Michael: "It's an unsettling
observation by Michael Novotny."
Bwah
ha ha! Congratulations, Michael: you get the one good
line of the episode.
Michael
talks about the fact that Hunter and Ben could die any
minute; Brian says that they won't necessarily be the
first to go. They share a few platitudes about death;
Brian settles everything by saying "The less you
have to hold onto, the easier it's going to be to let
go." Michael gives him some sweet kisses on the neck
and says he's glad they'll always have each other.
A
sidewalk outside the rehab place Flake
and Dud agree not to pursue their bad timing any further,
and I breathe a sigh of relief. Dud shows Flake the Tina
he got at Babylon. Flake seems to want it, and not just
because he's Dud's sponsor. Dud opens the vial and lets
the stuff fly into the air, and then pieces of paper start
to fall from the sky. Oh: it's snowing, says Dud. I guess
I was wrong about the paper.
Kinnetik
Brian is packing up his things. He tells
his assistant he's going to Ibiza. Justin shows up; Brian
tells him the news too, and when Justin mopes about it,
Brian screams at him: "We're not fucking married."

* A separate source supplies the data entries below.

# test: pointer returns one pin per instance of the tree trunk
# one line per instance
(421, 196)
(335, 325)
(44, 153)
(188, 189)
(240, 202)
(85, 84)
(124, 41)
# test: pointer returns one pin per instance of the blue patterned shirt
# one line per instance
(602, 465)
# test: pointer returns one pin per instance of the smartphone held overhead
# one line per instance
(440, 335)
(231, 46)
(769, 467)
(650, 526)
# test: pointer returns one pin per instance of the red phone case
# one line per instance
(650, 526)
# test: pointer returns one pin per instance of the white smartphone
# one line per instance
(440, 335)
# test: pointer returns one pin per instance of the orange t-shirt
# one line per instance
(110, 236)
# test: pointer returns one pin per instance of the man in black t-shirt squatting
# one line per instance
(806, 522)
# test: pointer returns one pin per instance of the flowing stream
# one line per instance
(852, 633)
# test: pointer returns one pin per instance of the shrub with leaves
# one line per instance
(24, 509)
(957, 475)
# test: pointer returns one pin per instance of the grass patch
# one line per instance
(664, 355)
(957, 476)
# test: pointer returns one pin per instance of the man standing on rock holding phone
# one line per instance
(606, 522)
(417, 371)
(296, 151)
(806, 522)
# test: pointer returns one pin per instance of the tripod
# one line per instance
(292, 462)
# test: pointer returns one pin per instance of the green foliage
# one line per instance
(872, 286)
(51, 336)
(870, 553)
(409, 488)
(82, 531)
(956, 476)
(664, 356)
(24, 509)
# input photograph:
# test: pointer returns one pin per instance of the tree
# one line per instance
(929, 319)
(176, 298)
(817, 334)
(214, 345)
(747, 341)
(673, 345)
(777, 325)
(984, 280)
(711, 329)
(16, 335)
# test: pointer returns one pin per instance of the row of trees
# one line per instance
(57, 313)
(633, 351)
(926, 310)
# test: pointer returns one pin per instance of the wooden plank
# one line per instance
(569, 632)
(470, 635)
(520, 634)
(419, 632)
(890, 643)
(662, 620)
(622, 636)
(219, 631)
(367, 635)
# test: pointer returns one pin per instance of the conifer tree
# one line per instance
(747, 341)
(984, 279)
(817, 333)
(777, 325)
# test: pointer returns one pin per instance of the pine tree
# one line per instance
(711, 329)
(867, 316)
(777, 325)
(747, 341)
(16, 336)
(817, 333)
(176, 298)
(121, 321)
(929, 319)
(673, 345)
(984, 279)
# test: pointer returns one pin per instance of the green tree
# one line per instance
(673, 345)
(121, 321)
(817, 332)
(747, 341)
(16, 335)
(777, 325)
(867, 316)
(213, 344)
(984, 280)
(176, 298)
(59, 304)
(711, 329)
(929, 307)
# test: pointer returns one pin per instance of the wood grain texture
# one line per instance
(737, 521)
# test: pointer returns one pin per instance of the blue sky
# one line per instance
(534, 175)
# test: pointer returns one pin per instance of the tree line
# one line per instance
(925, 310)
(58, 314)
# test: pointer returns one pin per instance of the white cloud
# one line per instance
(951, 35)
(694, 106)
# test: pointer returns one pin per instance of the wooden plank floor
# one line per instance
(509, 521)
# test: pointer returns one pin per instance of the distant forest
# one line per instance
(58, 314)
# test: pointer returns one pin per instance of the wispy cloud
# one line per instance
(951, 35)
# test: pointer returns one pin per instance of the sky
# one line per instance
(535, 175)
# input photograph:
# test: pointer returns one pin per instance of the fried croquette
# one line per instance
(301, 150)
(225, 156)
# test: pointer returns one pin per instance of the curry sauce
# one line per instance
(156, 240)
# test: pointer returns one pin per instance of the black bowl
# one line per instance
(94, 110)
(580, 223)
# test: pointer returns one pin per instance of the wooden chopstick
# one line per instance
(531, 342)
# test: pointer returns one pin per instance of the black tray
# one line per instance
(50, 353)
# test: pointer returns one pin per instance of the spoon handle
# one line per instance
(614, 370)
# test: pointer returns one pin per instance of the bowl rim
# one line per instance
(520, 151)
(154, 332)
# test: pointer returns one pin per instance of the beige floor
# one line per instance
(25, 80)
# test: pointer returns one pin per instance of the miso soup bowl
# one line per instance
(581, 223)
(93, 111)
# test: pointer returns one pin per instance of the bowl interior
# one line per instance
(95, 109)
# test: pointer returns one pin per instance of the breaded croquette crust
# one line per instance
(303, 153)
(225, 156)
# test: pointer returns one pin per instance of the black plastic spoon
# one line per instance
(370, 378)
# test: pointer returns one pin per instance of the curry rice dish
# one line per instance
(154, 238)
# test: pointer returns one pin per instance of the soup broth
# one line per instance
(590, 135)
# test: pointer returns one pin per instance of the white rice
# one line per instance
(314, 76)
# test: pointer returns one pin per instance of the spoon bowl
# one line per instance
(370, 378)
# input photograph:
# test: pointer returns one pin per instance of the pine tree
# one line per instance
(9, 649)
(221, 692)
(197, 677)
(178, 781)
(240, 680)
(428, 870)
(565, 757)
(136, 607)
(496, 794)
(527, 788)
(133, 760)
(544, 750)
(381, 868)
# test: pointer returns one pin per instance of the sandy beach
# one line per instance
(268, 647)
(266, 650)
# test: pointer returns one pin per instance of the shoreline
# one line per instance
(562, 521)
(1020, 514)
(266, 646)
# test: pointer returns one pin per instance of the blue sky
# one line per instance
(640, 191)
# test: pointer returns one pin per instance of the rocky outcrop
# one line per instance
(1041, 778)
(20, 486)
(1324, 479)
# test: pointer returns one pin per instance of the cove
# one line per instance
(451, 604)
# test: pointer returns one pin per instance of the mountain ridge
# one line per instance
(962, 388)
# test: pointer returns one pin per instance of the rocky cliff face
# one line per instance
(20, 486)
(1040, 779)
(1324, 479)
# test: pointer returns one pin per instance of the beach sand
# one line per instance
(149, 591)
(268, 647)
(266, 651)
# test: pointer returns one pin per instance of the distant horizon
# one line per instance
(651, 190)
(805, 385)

Justin is shocked and tries to make nice; Brian says "It's
not you" but won't say more. Justin tells him he
loves him and will be there when he gets back. Brian smashes
up his office a little. Sigh.
The
non-Xmas party for Vic Shanda Leer is
there; everyone's trying to be happy. Deb makes a big
show of putting the angel on the top of the tree, because
Vic used to always do it. In a surprising, shocking, amazingly
unpredictable twist, the angel falls to the ground and
breaks, and Deb breaks down because it wasn't perfect
the way it was supposed to be. Deb, are you talking about
the party or this episode? Yeah, that's what I thought.
Surgery
Brian goes under the knife.
NEXT WEEK ON QUEER AS FOLK: Deb
continues to grieve; Lindsay appreciates the male form;
Ben and Michael fight; Justin uncovers Brian's secret.